This post was adapted from a paper I originally wrote and extended for a school project. The full notebook can be found as a .ipynb file on my GitHub. The post assumes some background knowledge of linear algebra and eigenvalue decomposition. If you don’t have these prerequisites, I highly recommend watching 3Blue1Brown’s playlist on linear algebra.

png

Principal Component Analysis (PCA) is an important part of machine learning and data science, as it allows you to compress data into fewer dimensions. Later in this post, we see images that were originally in 3072 dimensions being represented in just two. Despite this, major patterns and trends are “summarized” into features such that, even with only two dimensions, we can predict with higher accuracy what is in an image.

Objective

The objective of this notebook is to implement Principal Component Analysis (PCA) and Dual PCA on the CIFAR-10 dataset and compare their computational efficiency by measuring the time taken to compute the principal components.

Dataset Preparation

To implement PCA and Dual PCA, we will be using numpy. For visualizations of the results of PCA and Dual PCA, we use matplotlib. The CIFAR-10 dataset will be loaded in via the torchvision library.

The CIFAR-10 dataset contains 32x32 color images from 10 classes. There are 50,000 training images and 10,000 test images.

import numpy as np
import torch
from torchvision import datasets, transforms
import matplotlib.pyplot as plt

# transform to torch.Tensor to later transform to numpy arrays
tensor_transform = transforms.Compose([
    transforms.ToTensor(),
])

# load CIFAR-10
training_data = datasets.CIFAR10(
    root="CIFAR-10",
    train=True,
    download=True,
    transform=tensor_transform
)
Files already downloaded and verified
# transform images from tensors to numpy
images = np.array([np.array(image[0]) for image in training_data])

images.shape
(50000, 3, 32, 32)

Now that we loaded the CIFAR-10 dataset, we will center the data by subtracting the mean from each feature. However, we first need to shape the data from a tensor into a matrix. The tensor currently has dimension $N\times C\times D \times D$, where $N$ is the number of data points, $C$ is the number of color channels, and $D$ is the dimension of the image. To turn this into a matrix, we combine the final three dimensions into a single dimension: \(N\times C \times D\times D \implies (CD^2)\times N\)

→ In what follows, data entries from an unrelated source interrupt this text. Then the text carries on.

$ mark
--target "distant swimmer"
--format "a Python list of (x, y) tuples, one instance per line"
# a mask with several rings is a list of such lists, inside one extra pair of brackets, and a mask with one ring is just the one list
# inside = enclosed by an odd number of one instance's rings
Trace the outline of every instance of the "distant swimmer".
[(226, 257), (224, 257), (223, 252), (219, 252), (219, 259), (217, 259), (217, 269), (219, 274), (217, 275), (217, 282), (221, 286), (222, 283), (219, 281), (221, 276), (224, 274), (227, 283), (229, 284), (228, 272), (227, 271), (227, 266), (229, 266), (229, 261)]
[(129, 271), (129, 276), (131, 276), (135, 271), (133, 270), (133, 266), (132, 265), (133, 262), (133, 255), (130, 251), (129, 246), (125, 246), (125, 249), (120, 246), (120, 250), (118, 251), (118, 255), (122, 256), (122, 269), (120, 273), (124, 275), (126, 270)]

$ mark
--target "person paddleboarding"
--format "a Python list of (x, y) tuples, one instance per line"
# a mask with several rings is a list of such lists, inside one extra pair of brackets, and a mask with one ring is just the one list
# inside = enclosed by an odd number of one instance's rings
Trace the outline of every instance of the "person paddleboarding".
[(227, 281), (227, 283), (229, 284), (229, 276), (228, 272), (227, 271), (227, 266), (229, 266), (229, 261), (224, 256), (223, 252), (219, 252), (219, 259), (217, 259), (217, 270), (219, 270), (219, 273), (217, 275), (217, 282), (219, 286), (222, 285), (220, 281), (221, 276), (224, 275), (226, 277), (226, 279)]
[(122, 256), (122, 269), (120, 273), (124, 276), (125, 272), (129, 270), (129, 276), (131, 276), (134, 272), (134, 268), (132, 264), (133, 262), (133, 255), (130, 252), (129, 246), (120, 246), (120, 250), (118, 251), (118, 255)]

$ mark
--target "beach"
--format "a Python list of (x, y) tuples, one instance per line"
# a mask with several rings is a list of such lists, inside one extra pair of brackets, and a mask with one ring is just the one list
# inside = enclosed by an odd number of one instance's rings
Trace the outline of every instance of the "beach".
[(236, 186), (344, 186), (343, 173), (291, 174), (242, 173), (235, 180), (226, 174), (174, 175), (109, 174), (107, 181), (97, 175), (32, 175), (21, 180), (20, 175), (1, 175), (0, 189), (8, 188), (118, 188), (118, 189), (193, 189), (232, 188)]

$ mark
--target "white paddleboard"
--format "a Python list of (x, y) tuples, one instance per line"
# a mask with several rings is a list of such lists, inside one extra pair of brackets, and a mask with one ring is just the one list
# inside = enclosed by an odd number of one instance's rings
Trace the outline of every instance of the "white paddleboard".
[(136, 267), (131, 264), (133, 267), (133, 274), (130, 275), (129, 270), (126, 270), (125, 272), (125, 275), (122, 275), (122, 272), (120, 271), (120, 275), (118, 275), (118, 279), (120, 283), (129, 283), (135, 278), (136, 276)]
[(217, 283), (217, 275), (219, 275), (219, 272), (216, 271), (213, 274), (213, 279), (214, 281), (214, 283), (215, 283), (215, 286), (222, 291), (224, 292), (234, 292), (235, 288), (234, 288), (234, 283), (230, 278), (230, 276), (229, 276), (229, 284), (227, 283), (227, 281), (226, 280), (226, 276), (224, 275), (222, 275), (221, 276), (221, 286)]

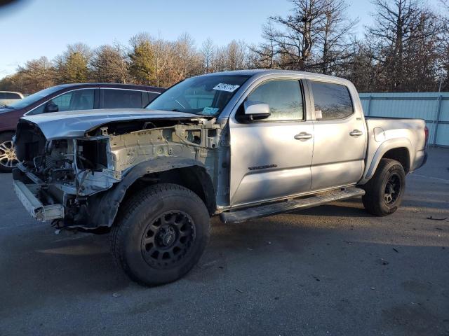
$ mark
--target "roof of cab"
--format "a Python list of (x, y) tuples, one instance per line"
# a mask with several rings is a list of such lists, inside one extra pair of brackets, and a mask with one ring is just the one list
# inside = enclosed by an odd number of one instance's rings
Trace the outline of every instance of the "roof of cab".
[(138, 85), (135, 84), (121, 84), (121, 83), (74, 83), (69, 84), (61, 84), (59, 85), (55, 85), (55, 88), (67, 88), (74, 87), (82, 87), (82, 88), (123, 88), (123, 89), (135, 89), (135, 90), (154, 90), (156, 92), (163, 92), (165, 90), (163, 88), (158, 88), (156, 86), (149, 85)]
[(347, 79), (342, 78), (341, 77), (336, 77), (334, 76), (329, 75), (323, 75), (321, 74), (316, 74), (313, 72), (306, 72), (306, 71), (297, 71), (295, 70), (279, 70), (279, 69), (255, 69), (251, 70), (234, 70), (232, 71), (224, 71), (224, 72), (215, 72), (213, 74), (208, 74), (205, 76), (213, 76), (213, 75), (241, 75), (241, 76), (256, 76), (256, 77), (262, 77), (264, 76), (268, 75), (275, 75), (275, 74), (295, 74), (300, 75), (301, 76), (310, 78), (310, 79), (321, 79), (321, 80), (338, 80), (341, 83), (351, 83)]

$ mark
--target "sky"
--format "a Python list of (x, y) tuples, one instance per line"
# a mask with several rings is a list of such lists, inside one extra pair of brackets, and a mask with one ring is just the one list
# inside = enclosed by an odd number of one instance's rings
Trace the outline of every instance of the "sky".
[[(373, 6), (347, 2), (349, 15), (360, 19), (355, 31), (361, 36)], [(187, 32), (198, 46), (208, 37), (219, 46), (233, 39), (257, 43), (267, 18), (291, 7), (288, 0), (20, 0), (0, 8), (0, 78), (27, 60), (51, 59), (68, 44), (126, 44), (143, 31), (168, 40)]]

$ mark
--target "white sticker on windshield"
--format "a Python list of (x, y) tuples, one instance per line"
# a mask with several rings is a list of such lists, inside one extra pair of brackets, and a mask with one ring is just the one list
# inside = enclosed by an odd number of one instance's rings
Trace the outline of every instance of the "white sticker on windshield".
[(206, 115), (213, 115), (214, 114), (215, 114), (217, 113), (217, 111), (219, 110), (220, 108), (218, 108), (217, 107), (205, 107), (204, 108), (203, 108), (203, 114)]
[(240, 85), (232, 85), (231, 84), (224, 84), (220, 83), (215, 85), (213, 90), (219, 90), (220, 91), (227, 91), (228, 92), (234, 92), (236, 90), (240, 88)]

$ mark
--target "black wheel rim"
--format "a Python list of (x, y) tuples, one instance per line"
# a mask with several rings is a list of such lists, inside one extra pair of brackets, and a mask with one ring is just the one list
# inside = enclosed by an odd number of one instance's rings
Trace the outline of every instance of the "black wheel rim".
[(147, 225), (142, 238), (142, 254), (148, 265), (165, 269), (175, 266), (195, 240), (195, 225), (184, 211), (166, 212)]
[(19, 160), (15, 156), (15, 150), (13, 146), (13, 141), (8, 141), (0, 144), (0, 165), (11, 169), (15, 167)]
[(396, 202), (401, 193), (401, 178), (397, 174), (392, 174), (385, 185), (384, 199), (388, 205)]

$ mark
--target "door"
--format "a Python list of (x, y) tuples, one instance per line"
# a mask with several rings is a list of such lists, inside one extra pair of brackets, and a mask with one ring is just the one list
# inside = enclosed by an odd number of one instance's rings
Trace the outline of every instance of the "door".
[(365, 164), (366, 127), (361, 111), (354, 108), (345, 85), (309, 83), (316, 119), (311, 189), (355, 183)]
[(246, 100), (268, 104), (270, 116), (250, 120), (242, 104), (230, 118), (231, 205), (310, 190), (314, 125), (306, 120), (303, 97), (297, 79), (263, 82)]

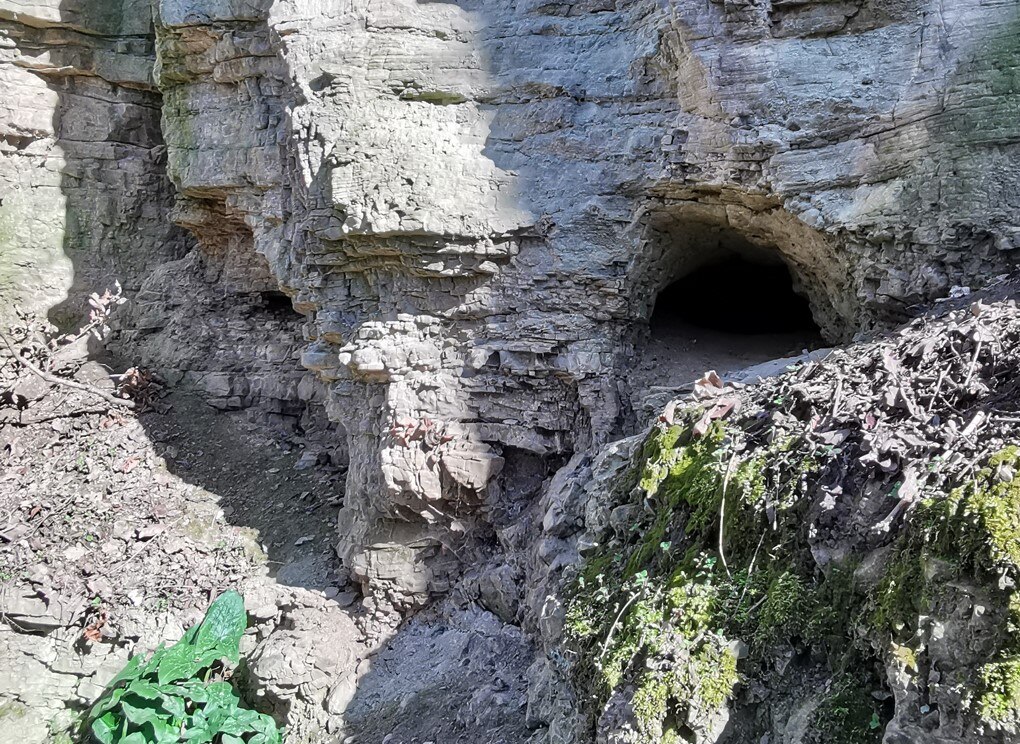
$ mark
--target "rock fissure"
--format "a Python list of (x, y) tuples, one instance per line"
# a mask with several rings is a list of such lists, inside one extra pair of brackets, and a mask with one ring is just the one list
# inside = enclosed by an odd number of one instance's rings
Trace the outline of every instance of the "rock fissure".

This gives us matrix $X \in \mathbb{R}^{d\times n}$. We let numpy handle reshaping by using numpy.reshape.

N, C, D, _ = images.shape

images = np.reshape(images, (N, C * D * D)) # reshape first, then transpose to maintain data order
images = images.T
images.shape
(3072, 50000)

PCA Implementation

Standard PCA requires us to compute the covariance matrix of our dataset $X\in\mathbb{R}^{d\times n}$, where $d$ is the number of features and $n$ is the number of data points. We compute the covariance matrix as follows: \(C=\frac{1}{n-1}XX^T\) First, we need to centralize the data by subtracting the mean of each feature. Then, we use the formula above to find the covariance matrix.

# get mean of each feature and subtract
X = images - np.mean(images, axis=1)[:,None] # None used to create axis to broadcast (taken from numpy.cov)

C = X @ X.T / (N - 1)

Now, we perform the eigenvalue decomposition on the covariance matrix to obtain the principal components. For this we use numpy.linalg.eig.

# find eigendecomposition
eigvals, eigvecs = np.linalg.eig(C)

# we sort the eigenvectors by the eigenvalues to order the principal components
idx = np.argsort(-eigvals, axis=0)
PCvals = eigvals[idx]
PCvecs = eigvecs[:, idx]

Let’s implement this as a function from start to finish to profile the performance of later.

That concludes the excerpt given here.